“Karma Clima”: i Marlene scoprono l’apicoltura nomade, che “salva” le api

Primo incontro con la rock band e i mieli di Thun, al Baladin Open Garden. "Le api stanno morendo, a causa dell'uomo e degli stravolgimenti climatici"

Ha preso il via ufficialmente questa sera (24 novembre), dal "Baladin Open Garden", la seconda tappa del mini tour dei Marlene Kuntz, che dopo Ostana hanno scelto appunto il "paese della zucca" per proseguire nel percorso di "formazione" che porterà alla nascita del nuovo album. Il progetto "Karma Clima" è incentrato sulla sensibilizzazione dell'opinione pubblica su temi sempre più importanti ed urgenti, come il surriscaldamento globale, gli stravolgimenti climatici e l'inquinamento. Proprio a questo proposito, la serata inaugurale delle due settimane di eventi ha visto protagonisti i mieli di Thun, prodotti da un'azienda trentina che punta forte sulla conservazione della biodiversità. L'incontro "Le api hanno sete” ha visto l'intervento, insieme a Teo Musso, dell'apicoltore Matteo Carminucci. La sua azienda è nota per sua visione attenta ai valori che guidano un’idea di alimentazione connessa a valori ambientali, etici e di qualità della vita. Matteo ha raccontato il rapporto tra gli apicoltori e gli animali e le motivazioni della loro scelta di praticare un'apicoltura nomade, per prendersi cura del loro bene più prezioso: le api.

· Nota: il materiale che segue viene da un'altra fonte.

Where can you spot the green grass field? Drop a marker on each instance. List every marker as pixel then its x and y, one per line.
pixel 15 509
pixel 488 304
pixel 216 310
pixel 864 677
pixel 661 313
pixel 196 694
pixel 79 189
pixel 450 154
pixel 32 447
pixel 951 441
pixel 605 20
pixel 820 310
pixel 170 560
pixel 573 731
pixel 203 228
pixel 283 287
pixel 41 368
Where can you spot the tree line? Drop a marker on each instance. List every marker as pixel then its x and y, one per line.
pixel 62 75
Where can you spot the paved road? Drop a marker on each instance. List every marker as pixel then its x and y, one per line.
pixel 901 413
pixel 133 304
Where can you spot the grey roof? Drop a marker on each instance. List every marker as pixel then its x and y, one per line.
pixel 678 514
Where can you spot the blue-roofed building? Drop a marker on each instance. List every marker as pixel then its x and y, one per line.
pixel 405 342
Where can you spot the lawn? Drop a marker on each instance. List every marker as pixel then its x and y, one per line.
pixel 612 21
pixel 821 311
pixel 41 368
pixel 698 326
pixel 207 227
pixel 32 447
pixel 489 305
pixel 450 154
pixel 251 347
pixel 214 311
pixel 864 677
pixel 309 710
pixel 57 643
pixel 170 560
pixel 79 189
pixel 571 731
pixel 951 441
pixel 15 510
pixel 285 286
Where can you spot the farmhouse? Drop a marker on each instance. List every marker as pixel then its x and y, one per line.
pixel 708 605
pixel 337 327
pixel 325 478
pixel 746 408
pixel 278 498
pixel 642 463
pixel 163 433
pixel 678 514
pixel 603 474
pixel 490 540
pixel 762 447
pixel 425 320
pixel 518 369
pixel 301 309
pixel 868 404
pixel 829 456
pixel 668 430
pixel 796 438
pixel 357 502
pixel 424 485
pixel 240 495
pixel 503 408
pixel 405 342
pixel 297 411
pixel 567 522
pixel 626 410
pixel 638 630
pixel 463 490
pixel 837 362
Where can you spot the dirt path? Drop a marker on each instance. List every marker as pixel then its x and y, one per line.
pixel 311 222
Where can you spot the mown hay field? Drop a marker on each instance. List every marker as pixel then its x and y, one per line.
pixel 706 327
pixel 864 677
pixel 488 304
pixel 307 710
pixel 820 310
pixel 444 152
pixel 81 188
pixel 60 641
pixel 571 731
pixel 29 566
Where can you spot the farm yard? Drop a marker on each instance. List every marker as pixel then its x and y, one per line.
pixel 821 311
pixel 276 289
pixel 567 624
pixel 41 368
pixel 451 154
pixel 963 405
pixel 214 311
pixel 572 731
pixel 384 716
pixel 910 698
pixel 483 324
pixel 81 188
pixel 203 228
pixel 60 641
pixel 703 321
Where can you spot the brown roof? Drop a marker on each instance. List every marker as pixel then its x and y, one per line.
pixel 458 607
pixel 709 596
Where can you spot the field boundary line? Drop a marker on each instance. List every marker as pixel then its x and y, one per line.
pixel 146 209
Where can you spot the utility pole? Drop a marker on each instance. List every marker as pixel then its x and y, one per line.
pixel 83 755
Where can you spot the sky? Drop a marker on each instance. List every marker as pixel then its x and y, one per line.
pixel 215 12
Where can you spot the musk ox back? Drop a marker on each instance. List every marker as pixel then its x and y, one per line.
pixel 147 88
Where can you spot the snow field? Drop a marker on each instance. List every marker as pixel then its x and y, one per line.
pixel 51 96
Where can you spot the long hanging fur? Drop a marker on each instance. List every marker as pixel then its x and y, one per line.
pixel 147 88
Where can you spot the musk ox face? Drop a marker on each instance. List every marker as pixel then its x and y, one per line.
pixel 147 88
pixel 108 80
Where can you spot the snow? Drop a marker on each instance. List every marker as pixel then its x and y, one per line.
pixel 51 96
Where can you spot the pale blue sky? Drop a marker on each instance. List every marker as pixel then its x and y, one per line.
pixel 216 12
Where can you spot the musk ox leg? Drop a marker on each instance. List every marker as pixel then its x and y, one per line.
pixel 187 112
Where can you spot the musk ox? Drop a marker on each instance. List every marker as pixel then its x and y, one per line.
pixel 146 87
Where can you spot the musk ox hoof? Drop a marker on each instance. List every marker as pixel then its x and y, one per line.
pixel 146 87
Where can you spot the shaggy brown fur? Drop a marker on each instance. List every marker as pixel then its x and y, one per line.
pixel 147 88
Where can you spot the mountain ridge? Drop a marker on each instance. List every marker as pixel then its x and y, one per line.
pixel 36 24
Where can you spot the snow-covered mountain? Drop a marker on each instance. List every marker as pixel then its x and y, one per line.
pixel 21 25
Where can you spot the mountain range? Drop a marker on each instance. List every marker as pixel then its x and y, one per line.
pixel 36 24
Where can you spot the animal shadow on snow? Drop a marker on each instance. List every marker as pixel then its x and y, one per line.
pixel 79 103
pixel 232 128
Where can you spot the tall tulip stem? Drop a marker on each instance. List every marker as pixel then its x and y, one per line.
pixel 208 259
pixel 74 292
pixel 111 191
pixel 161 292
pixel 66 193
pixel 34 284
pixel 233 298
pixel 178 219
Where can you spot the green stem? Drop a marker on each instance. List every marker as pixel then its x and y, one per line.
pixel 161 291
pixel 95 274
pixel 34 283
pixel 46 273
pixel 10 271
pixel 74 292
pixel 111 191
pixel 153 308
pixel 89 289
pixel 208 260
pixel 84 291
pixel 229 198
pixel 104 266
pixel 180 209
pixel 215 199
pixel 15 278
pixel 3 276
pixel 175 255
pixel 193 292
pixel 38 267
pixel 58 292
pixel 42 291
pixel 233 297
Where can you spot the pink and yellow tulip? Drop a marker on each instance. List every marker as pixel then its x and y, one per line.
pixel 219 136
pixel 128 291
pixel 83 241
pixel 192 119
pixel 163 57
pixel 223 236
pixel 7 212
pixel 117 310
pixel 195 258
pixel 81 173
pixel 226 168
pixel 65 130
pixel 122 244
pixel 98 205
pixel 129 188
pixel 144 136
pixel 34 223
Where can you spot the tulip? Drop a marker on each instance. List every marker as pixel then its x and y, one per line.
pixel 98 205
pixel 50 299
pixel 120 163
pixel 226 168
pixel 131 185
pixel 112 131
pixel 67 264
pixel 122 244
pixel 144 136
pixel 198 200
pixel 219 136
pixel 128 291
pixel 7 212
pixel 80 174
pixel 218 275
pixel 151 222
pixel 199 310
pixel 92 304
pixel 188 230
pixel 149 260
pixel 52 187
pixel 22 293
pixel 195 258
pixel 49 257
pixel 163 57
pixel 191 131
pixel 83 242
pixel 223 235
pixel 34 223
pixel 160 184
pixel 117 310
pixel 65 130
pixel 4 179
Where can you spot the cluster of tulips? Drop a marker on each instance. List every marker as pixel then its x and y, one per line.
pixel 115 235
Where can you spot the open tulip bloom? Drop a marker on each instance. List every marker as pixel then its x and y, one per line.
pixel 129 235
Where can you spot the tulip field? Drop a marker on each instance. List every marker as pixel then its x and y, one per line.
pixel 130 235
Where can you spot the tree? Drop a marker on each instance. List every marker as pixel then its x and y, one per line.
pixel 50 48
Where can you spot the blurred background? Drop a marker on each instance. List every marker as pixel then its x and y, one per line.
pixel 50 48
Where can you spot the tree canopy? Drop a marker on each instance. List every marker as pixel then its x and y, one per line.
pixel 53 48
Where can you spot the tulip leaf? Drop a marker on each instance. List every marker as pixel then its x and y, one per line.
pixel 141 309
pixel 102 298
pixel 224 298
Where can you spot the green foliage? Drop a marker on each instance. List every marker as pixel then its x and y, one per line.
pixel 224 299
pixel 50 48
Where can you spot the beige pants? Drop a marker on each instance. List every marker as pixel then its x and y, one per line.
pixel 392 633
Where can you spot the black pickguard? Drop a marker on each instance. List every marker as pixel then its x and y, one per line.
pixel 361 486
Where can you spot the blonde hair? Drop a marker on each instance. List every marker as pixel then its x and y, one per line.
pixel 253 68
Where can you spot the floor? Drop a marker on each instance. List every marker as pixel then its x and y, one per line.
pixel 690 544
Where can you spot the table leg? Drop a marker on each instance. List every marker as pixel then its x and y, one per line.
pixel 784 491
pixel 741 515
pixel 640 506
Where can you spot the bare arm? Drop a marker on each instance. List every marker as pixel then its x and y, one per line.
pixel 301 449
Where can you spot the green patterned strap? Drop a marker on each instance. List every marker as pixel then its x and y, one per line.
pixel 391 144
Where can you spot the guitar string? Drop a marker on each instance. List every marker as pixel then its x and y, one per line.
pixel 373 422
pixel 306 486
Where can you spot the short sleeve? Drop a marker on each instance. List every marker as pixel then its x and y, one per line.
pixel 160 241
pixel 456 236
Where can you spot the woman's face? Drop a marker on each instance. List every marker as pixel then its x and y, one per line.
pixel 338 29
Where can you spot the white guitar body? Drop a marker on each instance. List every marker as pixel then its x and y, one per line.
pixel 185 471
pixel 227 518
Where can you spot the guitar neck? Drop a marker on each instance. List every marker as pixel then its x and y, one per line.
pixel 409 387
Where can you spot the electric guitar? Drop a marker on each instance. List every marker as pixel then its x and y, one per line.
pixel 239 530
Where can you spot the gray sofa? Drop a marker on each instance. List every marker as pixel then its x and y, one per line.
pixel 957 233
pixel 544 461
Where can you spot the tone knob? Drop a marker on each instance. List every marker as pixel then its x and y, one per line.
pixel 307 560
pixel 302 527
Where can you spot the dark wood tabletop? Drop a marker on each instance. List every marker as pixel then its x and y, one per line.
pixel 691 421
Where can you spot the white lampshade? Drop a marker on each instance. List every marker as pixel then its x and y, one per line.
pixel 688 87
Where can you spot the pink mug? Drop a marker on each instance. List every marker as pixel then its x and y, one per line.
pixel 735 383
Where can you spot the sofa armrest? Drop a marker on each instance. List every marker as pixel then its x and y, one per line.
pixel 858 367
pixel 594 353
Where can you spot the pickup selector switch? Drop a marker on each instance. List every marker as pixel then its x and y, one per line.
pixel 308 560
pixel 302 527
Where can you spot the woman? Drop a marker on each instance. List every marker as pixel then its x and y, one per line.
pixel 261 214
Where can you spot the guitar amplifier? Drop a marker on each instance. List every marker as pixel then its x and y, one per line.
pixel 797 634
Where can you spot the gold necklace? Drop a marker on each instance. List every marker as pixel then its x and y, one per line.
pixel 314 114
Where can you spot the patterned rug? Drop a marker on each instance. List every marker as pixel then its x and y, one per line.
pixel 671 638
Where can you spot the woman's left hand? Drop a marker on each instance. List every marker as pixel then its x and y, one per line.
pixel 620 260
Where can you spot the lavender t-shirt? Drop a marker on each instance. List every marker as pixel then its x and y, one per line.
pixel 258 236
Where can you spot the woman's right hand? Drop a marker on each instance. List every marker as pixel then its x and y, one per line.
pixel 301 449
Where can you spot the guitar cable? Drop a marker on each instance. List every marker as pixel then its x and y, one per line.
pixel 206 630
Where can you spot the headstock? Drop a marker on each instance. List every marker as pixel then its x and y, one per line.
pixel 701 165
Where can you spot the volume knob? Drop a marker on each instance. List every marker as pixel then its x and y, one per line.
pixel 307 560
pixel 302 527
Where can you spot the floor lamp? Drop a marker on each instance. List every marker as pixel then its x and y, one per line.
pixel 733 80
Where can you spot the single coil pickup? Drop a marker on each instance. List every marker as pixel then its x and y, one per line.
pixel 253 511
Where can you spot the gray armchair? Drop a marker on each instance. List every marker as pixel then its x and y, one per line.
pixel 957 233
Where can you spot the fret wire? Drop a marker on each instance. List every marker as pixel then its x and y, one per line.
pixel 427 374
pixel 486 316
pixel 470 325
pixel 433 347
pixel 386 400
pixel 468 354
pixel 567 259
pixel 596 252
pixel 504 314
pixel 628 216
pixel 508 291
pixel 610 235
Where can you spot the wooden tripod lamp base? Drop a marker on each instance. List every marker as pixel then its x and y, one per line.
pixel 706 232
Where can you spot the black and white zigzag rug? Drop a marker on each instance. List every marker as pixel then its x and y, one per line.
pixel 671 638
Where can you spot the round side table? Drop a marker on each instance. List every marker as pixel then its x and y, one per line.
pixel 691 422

Matteo Carminucci: "Il miele è un prodotto della gioia, che per troppo tempo è stato relegato a medicamento invernale. È storicamente invece un ingrediente, la componente dolce di qualsiasi ricetta. Ma in questo momento c'è poco di cui gioire. Le api muoiono a causa di una lunga serie di cause di cui l'uomo è portatore insano. Le api sono la prima sentinella, quando qualcosa non va nell'ambiente e nel mondo vegetale. Sono un insetto ma si nutrono di carboidrati e proteine, quindi sono molto simili a noi. Consumano 9 kg di acqua per alveare. La siccità di quest'anno è stata per le api un disastro, a causa delle scorte d'acqua esigue che non le hanno permesso di lavorare come invece avrebbero fatto. Gli stravolgimenti climatici sono un disastro per la vita delle api. L'apicoltura nomade che facciamo noi, consente di spostare le api più vicine alla fioritura del momento. In questo modo le api devono fare meno tragitto e hanno più tempo per produrre il miele necessario all'alveare e, solo dopo, quello utile all'apicoltore".

Gli appuntamenti dei prossimi giorni
Giovedì 25 novembre, sempre alle 19 al Baladin Open Garden, “Correndo verso il 2030”, incontro con Oliviero Alotto, eco-runner, attivista e fiduciario della Condotta Slow Food di Torino. Il week-end si apre venerdì 26 novembre, alle 19 al Baladin Open Garden, con “L’arte liutaria che insegue i sogni”, incontro con i liutai Mirko Borghino, Nedim Dervic e il chitarrista compositore Maurizio Brunod. Sabato 27 novembre alle ore 14 ci si sposta sulla piazza centrale di Piozzo, dove una rappresentanza locale sfida a petanque i Marlene Kuntz e alcuni componenti della Cooperativa “Viso a Viso” di Ostana e della comunità di Paraloup. Domenica 28 novembre, alle 18,30 al Baladin Open Garden, “Biblioteca vivente delle Alpi”, progetto che si ispira alle “human library” nate in nord Europa e oggi diffuse in tutto il mondo per favorire il dialogo interculturale e transgenerazionale, così come la condivisione del patrimonio immateriale di una comunità. Lunedì 29 novembre, alle 18, al pub “Le Baladin”, lo studio apre le porte ai fan, per far vivere loro un’esperienza unica, partecipando alle prove. Mercoledì 1° dicembre, alle 19 al Baladin Open Garden, nuovo incontro: “Cucurbita sapiens”, con l’artigiano del suono Danilo Raimondo. Il programma proseguirà poi per l’intera settimana, fino a domenica 5 dicembre.